Inside Repentance

canstockphoto16838376If you think about it, Jesus could be horribly inconsistent in the way that he treated people.

On the one hand, he could treat people with such grace and kindness that it almost seemed as if he was cavalier about their sin, enjoying dinner fellowship with cheating, traitorous tax collectors and letting women with bad reputations touch him and make a scene at his feet.

On the other hand, he could throw down lightning bolts with John Brown fury, tossing money-changer’s tables aside and thundering out a stream of “Woe to you” curses.

He could go very hard on one group and go very easy on another.

When you examine this more closely what you discover is that Jesus was utterly uncompromising when it came to religious insiders and extremely lenient when it came to religious outsiders.

And it was the very fact that there were “insiders” and “outsiders” that caused him to treat them differently.

Few people who are on the outside looking in are there because they choose to be there. They are there because someone defined being “inside” in a way that included themselves and excluded others.

Sure, there’s always the gadfly, the person who seems to relish how different they are from everyone else, but usually they are simply expressing their individuality in the face of what they feel is arbitrary homogeneity. They aren’t in fact looking for exclusion from the group but rather inclusion in spite of their “weirdness.”

We all want to be a part, to be welcomed into community. Having a door slammed in our face always stings.

So Jesus went around opening doors to those on the outside of Israelite religion, and let’s be clear who these people were. They weren’t regular people who simply didn’t join up with the Pharisee club, nor were they simply sinners in the regular sense of a person who sins. All the religious leaders admitted that they sinned, so sinning wasn’t enough to exclude someone.

These were a special class of sinners. When the New Testament writers refer to “tax collectors and sinners” they were talking about a group of people who committed certain sins that were taboo and thus made them outcasts.

Obviously tax collectors were a part of this group, but the “sinners” category also singled out prostitutes, people with leprosy, Samaritans, and other “wicked” people. These were people who never had a chance to be “in” and never would.

Until Jesus came along.

What’s interesting to me is that Jesus’ acceptance of them preceded any action on their part. He didn’t say to Zacchaeus, “If you promise to repay everyone you cheated, I’ll eat with you.” He simply said, “Let’s eat.”
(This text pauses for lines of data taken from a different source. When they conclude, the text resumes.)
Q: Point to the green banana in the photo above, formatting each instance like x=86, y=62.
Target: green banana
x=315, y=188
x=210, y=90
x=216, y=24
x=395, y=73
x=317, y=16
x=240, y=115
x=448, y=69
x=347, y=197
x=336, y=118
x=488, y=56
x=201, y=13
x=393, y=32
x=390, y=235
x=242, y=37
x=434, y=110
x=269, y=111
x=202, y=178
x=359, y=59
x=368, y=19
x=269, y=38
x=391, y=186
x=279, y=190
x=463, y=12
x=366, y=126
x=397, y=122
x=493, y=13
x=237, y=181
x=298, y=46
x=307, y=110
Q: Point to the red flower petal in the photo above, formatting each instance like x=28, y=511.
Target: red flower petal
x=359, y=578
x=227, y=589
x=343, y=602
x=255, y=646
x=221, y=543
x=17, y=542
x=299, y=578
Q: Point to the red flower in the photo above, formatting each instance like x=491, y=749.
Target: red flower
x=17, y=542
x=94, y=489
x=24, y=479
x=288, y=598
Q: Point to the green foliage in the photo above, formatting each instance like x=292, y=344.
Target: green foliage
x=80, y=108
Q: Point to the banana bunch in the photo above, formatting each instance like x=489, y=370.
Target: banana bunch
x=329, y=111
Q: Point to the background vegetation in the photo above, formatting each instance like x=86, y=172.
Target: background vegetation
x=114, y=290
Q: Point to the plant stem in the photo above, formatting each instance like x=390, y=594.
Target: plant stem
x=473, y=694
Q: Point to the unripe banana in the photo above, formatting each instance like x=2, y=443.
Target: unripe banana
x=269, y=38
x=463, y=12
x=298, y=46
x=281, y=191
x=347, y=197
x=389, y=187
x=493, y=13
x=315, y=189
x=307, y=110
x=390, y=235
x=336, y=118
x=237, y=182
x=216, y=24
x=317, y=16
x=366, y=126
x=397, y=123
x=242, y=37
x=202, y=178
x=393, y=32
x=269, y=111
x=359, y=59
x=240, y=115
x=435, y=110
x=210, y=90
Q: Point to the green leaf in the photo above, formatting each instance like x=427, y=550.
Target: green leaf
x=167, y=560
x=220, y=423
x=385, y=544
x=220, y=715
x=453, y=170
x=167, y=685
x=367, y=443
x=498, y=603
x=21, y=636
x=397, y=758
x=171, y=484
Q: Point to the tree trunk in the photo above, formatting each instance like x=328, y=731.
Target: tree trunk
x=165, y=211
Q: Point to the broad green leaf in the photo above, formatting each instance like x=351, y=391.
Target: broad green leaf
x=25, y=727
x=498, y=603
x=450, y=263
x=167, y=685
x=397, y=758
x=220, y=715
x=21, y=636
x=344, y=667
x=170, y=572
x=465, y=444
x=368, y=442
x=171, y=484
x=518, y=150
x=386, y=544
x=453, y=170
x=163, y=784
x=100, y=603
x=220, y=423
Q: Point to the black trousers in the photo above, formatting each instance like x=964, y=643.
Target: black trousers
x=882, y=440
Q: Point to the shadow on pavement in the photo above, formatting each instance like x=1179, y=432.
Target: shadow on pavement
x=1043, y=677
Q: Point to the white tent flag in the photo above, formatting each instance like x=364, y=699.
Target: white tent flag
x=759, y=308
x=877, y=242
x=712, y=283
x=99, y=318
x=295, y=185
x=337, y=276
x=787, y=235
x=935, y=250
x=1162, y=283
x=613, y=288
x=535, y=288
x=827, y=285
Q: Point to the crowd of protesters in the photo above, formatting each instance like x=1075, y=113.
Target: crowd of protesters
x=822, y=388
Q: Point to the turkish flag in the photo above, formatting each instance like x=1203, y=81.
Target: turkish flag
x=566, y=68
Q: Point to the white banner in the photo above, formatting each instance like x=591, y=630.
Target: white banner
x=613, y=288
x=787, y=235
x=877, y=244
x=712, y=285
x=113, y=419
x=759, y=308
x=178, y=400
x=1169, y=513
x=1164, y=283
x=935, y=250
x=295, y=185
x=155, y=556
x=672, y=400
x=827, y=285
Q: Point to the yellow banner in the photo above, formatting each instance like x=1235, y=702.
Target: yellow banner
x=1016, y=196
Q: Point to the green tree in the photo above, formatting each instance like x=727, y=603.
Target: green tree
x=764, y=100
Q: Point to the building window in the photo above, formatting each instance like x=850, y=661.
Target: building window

Acceptance led to repentance, not the other way around.

On the other hand, Jesus absolutely demanded repentance of the religious outsiders. He was uncompromising in both his condemnation and his requirement that they change their behavior.

Specifically, he warned them that the drawing of lines that placed them inside God’s favor while excluding others had in fact resulted in just the opposite—they were outside God’s favor and blessing and therefore in grave danger themselves, while those they had condemned had already been welcomed into God’s fellowship. Unless they changed they would always be outside.

Every culture has its taboos and its outcasts, including the Christian culture. We seem to fear being soft on sin and lenient on sinners when what we ought to fear is that we, in the name of God, will draw lines tightly around ourselves and those like us, excluding those whom God has included.

When we exclude the people Jesus likes to hang around with, we end up excluding Jesus.

When we do that, we are the ones who end up on the outside looking in.